Embodiment six: the Northern expression analysis of DvGapA1 under constant NaCl culture condition and NaCl high-salt stress condition
Research in the past is verified, and most glyceraldehyde-3-phosphate dehydrogenase genes that participate in the Calvin cycle approach are generally the gene of constitutive expression, are not subjected to the regulation and control of the external environment factor.In order to verify further whether the DvGapA1 that we are separated to also is constitutive expression on transcriptional level, we have extracted total RNA of the salt frustule of long term growth under different N aCl concentration culture condition, with the DvGapA1 full-length cDNA is probe, has carried out the Northern analysis, referring to Fig. 3.The result shows that the hybridization signal that different N aCl culture condition is obtained does not down have tangible difference, and the expression that shows DvGapA1 is not subjected to the influence of NaCl in the environment.

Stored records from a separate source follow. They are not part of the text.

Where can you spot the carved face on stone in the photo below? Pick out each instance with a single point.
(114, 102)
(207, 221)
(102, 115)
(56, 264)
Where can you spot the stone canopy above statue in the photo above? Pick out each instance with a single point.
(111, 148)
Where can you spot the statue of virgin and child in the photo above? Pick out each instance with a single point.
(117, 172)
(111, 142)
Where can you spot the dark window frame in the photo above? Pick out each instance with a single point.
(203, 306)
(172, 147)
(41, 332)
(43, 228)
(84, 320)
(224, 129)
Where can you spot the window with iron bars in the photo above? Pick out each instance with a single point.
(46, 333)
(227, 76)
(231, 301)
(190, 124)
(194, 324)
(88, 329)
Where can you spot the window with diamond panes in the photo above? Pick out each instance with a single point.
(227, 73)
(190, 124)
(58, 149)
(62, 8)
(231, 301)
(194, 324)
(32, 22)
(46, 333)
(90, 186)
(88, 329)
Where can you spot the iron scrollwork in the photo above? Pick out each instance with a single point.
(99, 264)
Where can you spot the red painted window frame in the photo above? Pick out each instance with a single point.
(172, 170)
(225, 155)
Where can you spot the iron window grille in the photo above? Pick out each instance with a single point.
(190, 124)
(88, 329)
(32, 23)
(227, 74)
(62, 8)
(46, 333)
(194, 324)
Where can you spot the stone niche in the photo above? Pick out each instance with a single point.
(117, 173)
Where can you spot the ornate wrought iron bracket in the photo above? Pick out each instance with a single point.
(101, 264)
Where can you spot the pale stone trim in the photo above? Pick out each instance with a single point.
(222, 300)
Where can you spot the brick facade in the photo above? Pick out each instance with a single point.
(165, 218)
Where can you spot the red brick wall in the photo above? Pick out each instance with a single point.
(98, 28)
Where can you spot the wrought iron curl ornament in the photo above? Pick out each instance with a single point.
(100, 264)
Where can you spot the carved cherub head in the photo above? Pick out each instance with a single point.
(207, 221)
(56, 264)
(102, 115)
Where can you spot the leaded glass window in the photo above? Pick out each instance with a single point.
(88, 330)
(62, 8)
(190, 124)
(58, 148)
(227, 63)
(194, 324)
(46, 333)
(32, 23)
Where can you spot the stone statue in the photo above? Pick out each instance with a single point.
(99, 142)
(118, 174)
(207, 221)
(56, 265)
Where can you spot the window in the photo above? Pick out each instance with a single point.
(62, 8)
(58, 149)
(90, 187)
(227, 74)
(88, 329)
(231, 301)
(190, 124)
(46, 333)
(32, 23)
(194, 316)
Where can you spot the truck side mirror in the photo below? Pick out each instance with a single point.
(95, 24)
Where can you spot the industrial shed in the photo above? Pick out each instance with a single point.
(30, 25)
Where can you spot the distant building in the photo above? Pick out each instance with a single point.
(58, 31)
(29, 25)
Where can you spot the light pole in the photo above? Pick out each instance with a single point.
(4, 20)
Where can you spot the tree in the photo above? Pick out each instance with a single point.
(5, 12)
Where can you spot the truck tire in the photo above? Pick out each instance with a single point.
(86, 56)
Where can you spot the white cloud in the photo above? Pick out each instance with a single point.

Show that through the salt frustule Northern analytical results after 1.0M NaCl → 2.0M NaCl concussion is cultivated DvGapA1 is not subjected to inducing of NaCl infiltration concussion, referring to Fig. 4, its expression also is a composing type.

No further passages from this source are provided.